The Great Recoil: Politics After Populism and Pandemic
- Author: Paolo Gerbaudo
- Language: English
- Genre: Non-fiction
- Publisher: Verso Books
- Publication place: United Kingdom

= The Great Recoil =

2021 book by Paolo Gerbaudo

The Great Recoil: Politics After Populism and Pandemic is a 2021 book by Paolo Gerbaudo, a professor of digital politics at King's College London. The book examines the impact of the rise of populism in the 21st century and the COVID-19 pandemic on neo-liberalism. Gerbaudo argues that they have led to a "great recoil" from dominant neo-liberal globalisation, including the emergence of a greater focus on state interventionism and greater prominence given to notions of national sovereignty in public discourse. He then argues that the left needs to find a way to respond effectively to this recoil.

== Reception ==
Michael Burleigh of the Literary Review wrote that the book "should be essential reading for those interested in the current state of European social democracy." Jasmine Liu of the Chicago Review of Books wrote that the book argues that the COVID-19 pandemic "has forced a brute reckoning with the ravages of neoliberalism" and that the book "convincingly pulls off is a postmortem of early 2000s utopianism of the type laid out in Empire." Writing for Verso Books, Gabriel Hetland wrote that the book argues that "the vacuum left by the fall of neoliberal hegemony was first filled by right-wing nationalist populism" but that "Gerbaudo’s distinction between territorial sovereignty, controlled by the Right, and popular sovereignty, fails to capture the continuing salience that “the national question” has for the Left in regions such as Latin America."

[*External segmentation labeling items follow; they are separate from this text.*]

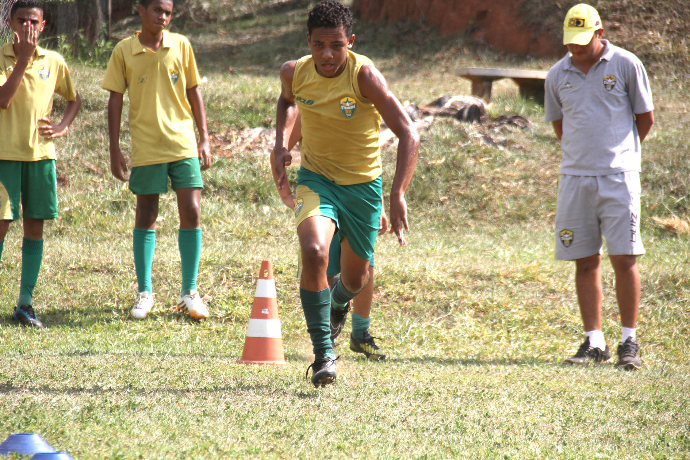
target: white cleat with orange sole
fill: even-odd
[[[186,296],[177,298],[177,310],[184,310],[195,319],[206,319],[208,317],[208,309],[196,289],[193,289]]]

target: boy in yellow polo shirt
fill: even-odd
[[[199,200],[204,188],[201,171],[210,166],[210,153],[199,72],[187,39],[166,30],[172,14],[172,0],[140,0],[139,13],[141,31],[115,46],[102,84],[110,92],[110,169],[123,181],[127,181],[127,162],[120,152],[120,122],[124,93],[129,92],[129,188],[137,195],[133,246],[139,283],[131,314],[143,319],[153,306],[151,264],[158,198],[168,192],[170,177],[180,220],[182,287],[177,308],[204,319],[208,310],[196,289],[201,247]]]
[[[19,218],[21,245],[19,298],[12,317],[43,327],[32,306],[43,259],[43,221],[57,217],[55,147],[81,104],[64,59],[37,46],[46,21],[37,0],[17,0],[10,10],[12,43],[0,50],[0,257],[10,223]],[[62,120],[53,123],[53,93],[67,101]]]

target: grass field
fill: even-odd
[[[274,124],[279,65],[306,52],[304,10],[252,17],[240,8],[211,18],[213,27],[181,30],[208,80],[212,130]],[[469,94],[453,69],[504,57],[422,26],[355,33],[355,50],[374,59],[401,100],[417,103]],[[525,68],[554,61],[506,59],[501,65]],[[573,267],[551,255],[560,147],[543,109],[502,81],[491,113],[520,114],[532,128],[493,133],[507,139],[502,150],[479,144],[477,128],[458,121],[422,133],[408,244],[398,247],[391,235],[377,244],[372,333],[388,359],[368,362],[342,343],[337,384],[315,390],[304,377],[312,357],[293,219],[260,149],[224,150],[205,176],[199,280],[213,296],[211,317],[199,323],[174,310],[180,268],[168,194],[154,259],[157,303],[147,320],[130,319],[135,200],[110,173],[103,70],[70,67],[83,106],[57,143],[61,215],[46,226],[34,292],[48,328],[10,319],[20,224],[2,254],[0,438],[38,432],[78,460],[690,457],[690,90],[671,83],[687,70],[651,75],[657,123],[643,146],[642,370],[560,363],[582,334]],[[126,129],[124,146],[128,136]],[[384,151],[386,188],[394,160],[394,150]],[[278,289],[283,367],[235,363],[265,259]],[[608,263],[603,283],[604,332],[615,348]]]

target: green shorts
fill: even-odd
[[[378,234],[378,232],[377,232]],[[369,266],[374,266],[374,256],[371,256]],[[331,240],[328,248],[328,267],[326,269],[326,276],[328,278],[340,274],[340,234],[336,233]]]
[[[57,217],[55,160],[0,160],[0,219]]]
[[[381,177],[339,186],[304,168],[297,171],[295,217],[299,226],[313,216],[330,217],[339,238],[347,238],[359,257],[371,260],[381,219]]]
[[[137,166],[130,174],[130,190],[135,195],[168,192],[168,177],[172,190],[204,188],[199,158],[186,158],[172,163]]]

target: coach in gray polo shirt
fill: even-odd
[[[555,257],[574,260],[586,338],[564,362],[611,359],[602,332],[602,236],[615,272],[621,317],[616,366],[640,366],[635,337],[640,304],[640,143],[654,122],[644,67],[634,54],[602,39],[597,10],[573,6],[563,25],[568,54],[549,71],[544,114],[561,141]]]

Marco Bitschnau of the University of Neuchâtel wrote that the book touches "extensively about sovereignty, protection and control, but the relationship between them remains opaque and many details appear superfluous" and that Gerbaudo's "analysis is more astute than the utopian dreams of the Occupy crowd. And yet, there are striking similarities, especially his conviction that we are witnessing a real paradigm shift rather than a straw fire."